Sunrise Magazine Online

Tapestry of Life

By Kurt Reineman

One of the definite gains that human knowledge has made in the last half-century is the certainty that we live in a universe governed, not by blind and irresponsible chance, but by law and order. Not that we understand all of its workings, for we do not; neither do we catch as yet the significance of much that we do know. Nevertheless we are assured that this all-governing universal law is not some implacable outside power of which we and all else in creation are the helpless pawns. Moreover, while everything in the cosmos seems to act as if in accord with a stupendous master-plan, man appears to share in the intelligence of the Master-Planner himself.

If the above be true, then there must, first of all, be a great Cosmic Intelligence responsible both for the Plan and for its working out; and secondly, our human intelligence, because of its ability to recognize to some degree the workings of the Divine Planner, must be considered as partaking of His nature and attributes. In other words, we find ourselves scientifically convinced of the reality of both a God of the universe and a corresponding godlike element in man himself. Our traditional religious faith is in this respect being transmuted into knowledge by the findings of science itself. Furthermore, since the cosmos appears to us as a continuity with no finality in sight, in short, as a "going concern," it follows that its past, like its future, must of necessity be mirrored in its present.

It is in the study of the life-processes attending embryonic development and the metamorphosis of the lowly caterpillar and nympha into lovely winged creatures such as butterflies, moths and dragonflies, that our scientists have been brought most inescapably face to face with these basic facts. Unless our minds are crystallized around some pet dogma, we cannot deny the validity of the deductions of their pioneer researchers to the effect that, while an organ is being formed, the simple embryonic cells of protoplasm are definitely moved about and remodeled in detail by an intelligently guided force or forces, according to a pre-existent plan — the conclusion being unavoidable that behind the scenes there must be an intelligent and foresighted Planner.

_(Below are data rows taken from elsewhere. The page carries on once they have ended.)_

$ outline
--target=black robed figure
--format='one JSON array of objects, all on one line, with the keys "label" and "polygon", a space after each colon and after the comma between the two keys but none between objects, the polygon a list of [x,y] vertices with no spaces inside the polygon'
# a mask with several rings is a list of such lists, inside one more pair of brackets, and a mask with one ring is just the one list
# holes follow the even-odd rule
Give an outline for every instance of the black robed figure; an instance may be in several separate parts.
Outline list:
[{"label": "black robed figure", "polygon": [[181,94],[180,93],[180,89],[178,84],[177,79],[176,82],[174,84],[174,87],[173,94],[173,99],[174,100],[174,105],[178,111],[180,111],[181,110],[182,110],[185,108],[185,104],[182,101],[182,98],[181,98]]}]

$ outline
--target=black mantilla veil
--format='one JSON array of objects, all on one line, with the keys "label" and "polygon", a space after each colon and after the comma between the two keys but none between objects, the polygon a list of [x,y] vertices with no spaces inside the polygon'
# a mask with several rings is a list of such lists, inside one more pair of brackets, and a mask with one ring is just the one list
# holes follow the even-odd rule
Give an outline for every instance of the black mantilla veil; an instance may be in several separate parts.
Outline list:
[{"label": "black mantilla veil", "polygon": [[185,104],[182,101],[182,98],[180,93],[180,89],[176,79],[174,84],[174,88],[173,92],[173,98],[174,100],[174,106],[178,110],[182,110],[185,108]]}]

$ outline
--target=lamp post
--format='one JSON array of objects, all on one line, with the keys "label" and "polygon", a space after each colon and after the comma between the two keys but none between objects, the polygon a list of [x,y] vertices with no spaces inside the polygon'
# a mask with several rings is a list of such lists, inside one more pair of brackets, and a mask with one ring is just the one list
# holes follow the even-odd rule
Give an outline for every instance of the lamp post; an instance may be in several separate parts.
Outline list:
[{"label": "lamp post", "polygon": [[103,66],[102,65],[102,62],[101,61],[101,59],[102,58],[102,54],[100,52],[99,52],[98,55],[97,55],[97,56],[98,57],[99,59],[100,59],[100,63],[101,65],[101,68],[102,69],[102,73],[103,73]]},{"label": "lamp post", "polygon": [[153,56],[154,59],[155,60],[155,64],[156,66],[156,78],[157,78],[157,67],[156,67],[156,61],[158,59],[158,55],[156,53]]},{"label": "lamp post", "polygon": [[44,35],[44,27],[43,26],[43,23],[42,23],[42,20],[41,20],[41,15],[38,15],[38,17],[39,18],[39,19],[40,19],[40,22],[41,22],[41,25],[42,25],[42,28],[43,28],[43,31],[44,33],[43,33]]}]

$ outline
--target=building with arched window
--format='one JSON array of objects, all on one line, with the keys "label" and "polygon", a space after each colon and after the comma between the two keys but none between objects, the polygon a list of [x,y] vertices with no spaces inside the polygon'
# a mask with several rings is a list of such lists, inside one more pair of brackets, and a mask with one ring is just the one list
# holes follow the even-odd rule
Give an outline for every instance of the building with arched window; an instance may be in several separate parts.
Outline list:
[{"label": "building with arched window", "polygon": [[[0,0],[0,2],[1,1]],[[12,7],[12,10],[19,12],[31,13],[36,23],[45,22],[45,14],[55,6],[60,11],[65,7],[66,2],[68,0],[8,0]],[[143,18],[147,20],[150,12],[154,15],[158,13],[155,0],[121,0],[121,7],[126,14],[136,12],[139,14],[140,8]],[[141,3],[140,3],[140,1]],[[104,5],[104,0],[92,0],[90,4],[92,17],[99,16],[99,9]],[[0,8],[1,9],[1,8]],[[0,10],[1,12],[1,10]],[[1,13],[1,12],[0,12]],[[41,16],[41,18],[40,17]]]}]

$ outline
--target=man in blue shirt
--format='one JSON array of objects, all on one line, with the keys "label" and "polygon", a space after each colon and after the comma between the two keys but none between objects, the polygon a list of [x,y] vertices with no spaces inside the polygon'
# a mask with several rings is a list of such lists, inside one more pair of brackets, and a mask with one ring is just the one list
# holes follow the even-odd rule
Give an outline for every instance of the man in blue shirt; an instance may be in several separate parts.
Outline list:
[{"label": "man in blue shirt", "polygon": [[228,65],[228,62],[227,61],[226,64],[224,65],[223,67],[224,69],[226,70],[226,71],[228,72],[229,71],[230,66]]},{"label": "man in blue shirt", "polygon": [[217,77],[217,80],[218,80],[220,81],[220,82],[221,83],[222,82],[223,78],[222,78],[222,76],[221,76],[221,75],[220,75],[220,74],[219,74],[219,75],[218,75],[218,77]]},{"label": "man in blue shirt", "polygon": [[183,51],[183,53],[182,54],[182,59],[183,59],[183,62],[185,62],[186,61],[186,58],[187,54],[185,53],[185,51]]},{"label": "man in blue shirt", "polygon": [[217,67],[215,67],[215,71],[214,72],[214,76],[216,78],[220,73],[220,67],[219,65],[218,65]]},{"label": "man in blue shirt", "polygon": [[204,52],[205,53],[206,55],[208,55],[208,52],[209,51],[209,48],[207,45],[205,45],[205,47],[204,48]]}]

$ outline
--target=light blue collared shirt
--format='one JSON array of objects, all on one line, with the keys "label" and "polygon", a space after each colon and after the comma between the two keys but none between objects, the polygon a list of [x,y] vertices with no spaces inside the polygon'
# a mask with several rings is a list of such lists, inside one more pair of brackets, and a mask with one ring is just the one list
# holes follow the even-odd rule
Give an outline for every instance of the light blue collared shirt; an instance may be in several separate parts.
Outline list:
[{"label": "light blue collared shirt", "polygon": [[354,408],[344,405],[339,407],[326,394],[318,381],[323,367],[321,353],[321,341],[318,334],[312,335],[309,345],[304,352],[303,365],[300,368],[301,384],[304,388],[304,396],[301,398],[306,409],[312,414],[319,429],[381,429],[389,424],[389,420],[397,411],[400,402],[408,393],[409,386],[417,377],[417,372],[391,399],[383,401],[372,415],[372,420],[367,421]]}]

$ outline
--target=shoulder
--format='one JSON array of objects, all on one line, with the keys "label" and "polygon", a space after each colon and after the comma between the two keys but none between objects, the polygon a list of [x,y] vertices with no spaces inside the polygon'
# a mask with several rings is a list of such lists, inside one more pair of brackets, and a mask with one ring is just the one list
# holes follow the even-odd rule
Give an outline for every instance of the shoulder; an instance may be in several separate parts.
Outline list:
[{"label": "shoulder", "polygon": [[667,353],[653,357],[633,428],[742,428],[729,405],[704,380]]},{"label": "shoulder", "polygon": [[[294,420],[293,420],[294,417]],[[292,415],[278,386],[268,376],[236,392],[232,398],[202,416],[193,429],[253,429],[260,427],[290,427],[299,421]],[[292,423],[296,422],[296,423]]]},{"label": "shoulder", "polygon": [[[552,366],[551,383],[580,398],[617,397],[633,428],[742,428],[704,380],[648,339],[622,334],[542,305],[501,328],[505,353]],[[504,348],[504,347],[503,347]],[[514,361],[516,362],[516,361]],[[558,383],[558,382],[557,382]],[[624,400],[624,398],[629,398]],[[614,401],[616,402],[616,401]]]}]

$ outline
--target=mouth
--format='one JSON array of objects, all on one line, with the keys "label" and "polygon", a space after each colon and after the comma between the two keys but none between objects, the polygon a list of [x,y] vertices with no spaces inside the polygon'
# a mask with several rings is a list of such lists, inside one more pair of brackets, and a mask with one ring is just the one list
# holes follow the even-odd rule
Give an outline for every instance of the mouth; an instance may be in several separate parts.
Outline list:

Plain logic leads one to the conviction that there is in the universe one fundamental law from whose workings all things have resulted and to which every being is subject from birth to death. This has been variously called the Law of Action and Reaction or of Cause and Effect, the Law of Consequences — or Karma, to use the accepted Sanskrit term. Whatever the name, it is expressive of the fact that every action automatically brings about a corresponding reaction; in the language of the Buddhist poet, "effect follows cause as the track follows the wheel" — the whole universe thus representing an endless, unbroken chain of interlinked causes and effects.

Each individual human being then must have his own stream of experience — or karma if we like — his own special linkage of cause and effect, which he by his own actions has created, producing his present character and personality. Every one of us then is precisely what we have made ourselves. While there undeniably is a "destiny that shapes our ends, rough-hew them as we may," what really matters is always, first and foremost, how we personally react to whatever that destiny brings us. It is the result of this reaction, and it alone, that goes to swell the main stream of our experience; the rest is left behind. A sobering concept, for it means that no longer can we fall back on any scapegoat on which to lay the blame for our failures. Left without a single valid alibi for not living up to our best potentialities, the responsibility for our future is placed squarely where it belongs: on our own shoulders, for our future is in our own hands here and now — except as it is to be affected by our own past.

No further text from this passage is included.